# Balabanov DVDs



## Woody Taylor (Mar 28, 2006)

I don't think we've had a discussion thread around Balabanov's popular DVDs on sport obedience...hoping to get some perspectives.

For those who have seen them...

1. What did you like?
2. What did you learn?
3. What didn't you like?
4. What did you implement?
5. What difficulties did you have?
6. What changes did you see in your dog?
7. How influential are "his" methods in the sport world?


----------



## Lacey Vessell (Nov 18, 2006)

I really like the tapes. The first tape, Clear Communication was kinda boring to watch at first because much of the information I had already learned at K-9 School, but I found myself going back and reviewing several times after watching The Game. The Game was great ! Very easy to understand and impliment, used it to teach my bitch Level III obedience very easily at less then a year old.

I learned that handler position/action should never matter to a dog concerning commands - from the beginning one should teach the dog the command is all that matters. I also learned that if you use his methods, there is no need in teaching motion commands - they will already know them. I learned how to teach a reliable out without using the yank and crank method  I also learned that proofing with distractions is vital in the learning process.

Not that I did not like it, but I personally won't use a tug again when teaching a young pup obedience using The Game - I prefer to use a kong on a rope.

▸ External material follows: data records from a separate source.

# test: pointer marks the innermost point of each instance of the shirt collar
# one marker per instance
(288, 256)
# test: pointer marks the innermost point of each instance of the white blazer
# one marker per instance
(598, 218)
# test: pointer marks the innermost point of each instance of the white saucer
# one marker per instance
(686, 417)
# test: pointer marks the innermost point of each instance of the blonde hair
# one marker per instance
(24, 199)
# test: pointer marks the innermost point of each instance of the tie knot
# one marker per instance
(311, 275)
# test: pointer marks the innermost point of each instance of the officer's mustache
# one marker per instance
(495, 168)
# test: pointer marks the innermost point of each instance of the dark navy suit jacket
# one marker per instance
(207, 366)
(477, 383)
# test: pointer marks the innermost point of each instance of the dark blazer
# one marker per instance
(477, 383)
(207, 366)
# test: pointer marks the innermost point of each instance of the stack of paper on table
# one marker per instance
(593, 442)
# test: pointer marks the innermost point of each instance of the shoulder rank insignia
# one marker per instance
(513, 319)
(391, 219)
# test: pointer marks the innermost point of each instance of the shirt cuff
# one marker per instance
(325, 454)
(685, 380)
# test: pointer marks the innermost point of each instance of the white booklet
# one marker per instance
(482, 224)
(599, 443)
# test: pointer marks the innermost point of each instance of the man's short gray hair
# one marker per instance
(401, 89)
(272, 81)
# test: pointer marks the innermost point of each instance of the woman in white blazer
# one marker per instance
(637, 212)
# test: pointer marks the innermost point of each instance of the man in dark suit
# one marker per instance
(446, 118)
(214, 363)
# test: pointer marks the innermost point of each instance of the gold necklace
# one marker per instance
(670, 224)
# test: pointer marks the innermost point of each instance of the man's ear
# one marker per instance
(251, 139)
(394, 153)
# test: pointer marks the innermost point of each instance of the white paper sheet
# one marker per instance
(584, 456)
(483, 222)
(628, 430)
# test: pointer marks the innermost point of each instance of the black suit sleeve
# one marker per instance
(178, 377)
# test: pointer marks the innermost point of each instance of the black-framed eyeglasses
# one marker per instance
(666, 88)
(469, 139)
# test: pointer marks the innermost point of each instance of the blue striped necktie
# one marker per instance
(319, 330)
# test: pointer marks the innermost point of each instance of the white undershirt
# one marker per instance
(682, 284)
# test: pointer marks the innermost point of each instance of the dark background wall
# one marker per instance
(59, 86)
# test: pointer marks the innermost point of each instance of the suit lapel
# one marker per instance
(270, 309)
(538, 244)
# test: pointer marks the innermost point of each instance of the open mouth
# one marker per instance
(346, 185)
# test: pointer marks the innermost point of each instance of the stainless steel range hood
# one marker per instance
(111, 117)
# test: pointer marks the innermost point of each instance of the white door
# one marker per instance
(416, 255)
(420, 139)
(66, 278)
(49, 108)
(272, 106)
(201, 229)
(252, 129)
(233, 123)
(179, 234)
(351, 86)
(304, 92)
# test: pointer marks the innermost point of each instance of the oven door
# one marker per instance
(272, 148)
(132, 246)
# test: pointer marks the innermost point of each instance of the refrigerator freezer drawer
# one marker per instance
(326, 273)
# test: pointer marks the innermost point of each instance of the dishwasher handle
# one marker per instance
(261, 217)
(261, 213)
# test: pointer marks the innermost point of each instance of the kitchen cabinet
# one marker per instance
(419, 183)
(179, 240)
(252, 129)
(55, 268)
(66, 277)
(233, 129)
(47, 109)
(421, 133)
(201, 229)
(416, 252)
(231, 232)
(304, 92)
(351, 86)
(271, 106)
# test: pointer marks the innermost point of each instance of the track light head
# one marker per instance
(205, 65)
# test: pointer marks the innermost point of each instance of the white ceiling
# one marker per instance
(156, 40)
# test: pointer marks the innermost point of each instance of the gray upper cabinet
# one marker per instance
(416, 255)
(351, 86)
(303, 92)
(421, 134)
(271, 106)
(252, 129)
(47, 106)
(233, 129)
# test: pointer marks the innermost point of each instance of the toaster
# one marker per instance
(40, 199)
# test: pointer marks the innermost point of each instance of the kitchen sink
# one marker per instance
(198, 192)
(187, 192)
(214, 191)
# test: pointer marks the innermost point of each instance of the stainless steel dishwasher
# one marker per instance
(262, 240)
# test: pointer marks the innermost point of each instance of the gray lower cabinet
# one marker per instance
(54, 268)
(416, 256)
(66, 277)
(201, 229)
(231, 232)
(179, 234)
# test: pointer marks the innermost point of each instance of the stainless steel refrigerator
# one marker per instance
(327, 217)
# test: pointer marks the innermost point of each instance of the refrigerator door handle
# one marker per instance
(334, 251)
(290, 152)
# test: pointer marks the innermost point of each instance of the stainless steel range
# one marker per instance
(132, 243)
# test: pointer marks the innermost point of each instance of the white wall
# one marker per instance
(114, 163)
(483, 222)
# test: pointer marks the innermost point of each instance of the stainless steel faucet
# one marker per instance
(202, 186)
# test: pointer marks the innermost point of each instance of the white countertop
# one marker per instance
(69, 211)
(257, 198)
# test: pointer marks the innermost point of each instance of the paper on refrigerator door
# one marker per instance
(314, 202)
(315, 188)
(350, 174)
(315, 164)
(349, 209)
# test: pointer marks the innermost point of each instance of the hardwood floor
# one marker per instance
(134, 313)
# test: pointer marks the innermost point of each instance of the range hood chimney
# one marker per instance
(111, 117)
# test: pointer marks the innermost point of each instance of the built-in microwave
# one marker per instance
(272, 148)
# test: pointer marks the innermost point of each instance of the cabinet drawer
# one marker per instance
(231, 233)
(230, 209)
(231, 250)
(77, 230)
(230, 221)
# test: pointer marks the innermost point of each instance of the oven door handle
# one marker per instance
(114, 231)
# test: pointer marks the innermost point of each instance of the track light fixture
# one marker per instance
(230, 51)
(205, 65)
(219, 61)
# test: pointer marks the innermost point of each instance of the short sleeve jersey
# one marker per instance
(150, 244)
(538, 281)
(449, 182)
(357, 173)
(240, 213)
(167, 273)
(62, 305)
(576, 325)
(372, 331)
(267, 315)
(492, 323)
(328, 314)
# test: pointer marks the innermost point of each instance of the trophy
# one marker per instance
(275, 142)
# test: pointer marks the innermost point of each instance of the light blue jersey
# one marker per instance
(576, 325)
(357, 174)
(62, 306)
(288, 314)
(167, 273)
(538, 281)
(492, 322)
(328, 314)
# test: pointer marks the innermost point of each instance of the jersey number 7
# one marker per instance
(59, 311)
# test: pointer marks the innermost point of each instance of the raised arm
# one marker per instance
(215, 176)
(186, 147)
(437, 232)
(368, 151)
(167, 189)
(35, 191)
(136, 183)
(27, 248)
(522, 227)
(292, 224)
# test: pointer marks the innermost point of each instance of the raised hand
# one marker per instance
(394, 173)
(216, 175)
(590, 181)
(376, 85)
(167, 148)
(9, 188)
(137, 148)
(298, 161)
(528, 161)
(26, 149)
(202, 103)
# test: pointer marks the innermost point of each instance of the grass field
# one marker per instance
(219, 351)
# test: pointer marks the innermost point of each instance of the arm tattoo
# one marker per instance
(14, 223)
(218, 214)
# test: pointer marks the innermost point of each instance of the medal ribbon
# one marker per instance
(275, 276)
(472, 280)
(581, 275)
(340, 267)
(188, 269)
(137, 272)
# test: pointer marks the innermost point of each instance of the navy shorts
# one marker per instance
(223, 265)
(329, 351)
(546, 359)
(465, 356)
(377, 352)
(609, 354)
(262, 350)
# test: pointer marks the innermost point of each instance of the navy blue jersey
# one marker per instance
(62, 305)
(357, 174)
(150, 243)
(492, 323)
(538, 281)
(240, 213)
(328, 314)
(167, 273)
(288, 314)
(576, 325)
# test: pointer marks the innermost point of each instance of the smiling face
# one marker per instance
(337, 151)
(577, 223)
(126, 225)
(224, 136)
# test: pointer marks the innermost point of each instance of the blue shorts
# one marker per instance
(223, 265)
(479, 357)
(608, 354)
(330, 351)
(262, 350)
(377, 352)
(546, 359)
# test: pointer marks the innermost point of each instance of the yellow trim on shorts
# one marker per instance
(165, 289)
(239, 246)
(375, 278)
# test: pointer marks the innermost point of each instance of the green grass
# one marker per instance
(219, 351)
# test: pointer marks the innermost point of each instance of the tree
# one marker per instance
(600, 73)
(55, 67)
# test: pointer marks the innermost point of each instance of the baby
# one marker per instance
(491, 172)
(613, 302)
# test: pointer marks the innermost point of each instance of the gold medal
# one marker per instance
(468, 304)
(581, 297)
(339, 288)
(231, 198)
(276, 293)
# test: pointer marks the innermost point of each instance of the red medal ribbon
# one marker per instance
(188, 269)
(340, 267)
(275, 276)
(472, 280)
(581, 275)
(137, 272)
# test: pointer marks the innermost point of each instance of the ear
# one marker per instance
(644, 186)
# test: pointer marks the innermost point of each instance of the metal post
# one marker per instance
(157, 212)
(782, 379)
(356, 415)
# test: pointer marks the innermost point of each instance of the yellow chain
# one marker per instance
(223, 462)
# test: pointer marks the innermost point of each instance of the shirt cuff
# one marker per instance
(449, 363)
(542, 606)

As for what I implemented - All of it, except to my regret I did not use the "International" about turn ....but I will with my next pup. I regret not doing it with my bitch, but live and learn.

As for changes I saw in my dog - well, I started her out using this method so she has known no other. But I have seen the results of dogs that learned by using some of the more traditional methods and then tried The Game and the difference is like night and day. The biggest difference I saw was the dog and handler actually appeared to be enjoying themselves out on the field versus dreading the whole process. 

As for how influential Ivans methods are: I know alot of people have the tapes and are using his methods. In all honesty though I don't think he "invented" the theory behind The game. He just made it understandable for those of us who need the visual aspect and a method to implement. I for one appreciate him sharing his methods (yeah, I know he is making big bucks) and applaud him for his accomplishments in the sport world. Can't wait to see what he will acccomplish in Mondio


----------



## Jeff Oehlsen (Apr 7, 2006)

They are a good start for beginners, I know that "the game" has produced some interesting moments with dogs for him. Buko let me get about three misses before he bit me the first time.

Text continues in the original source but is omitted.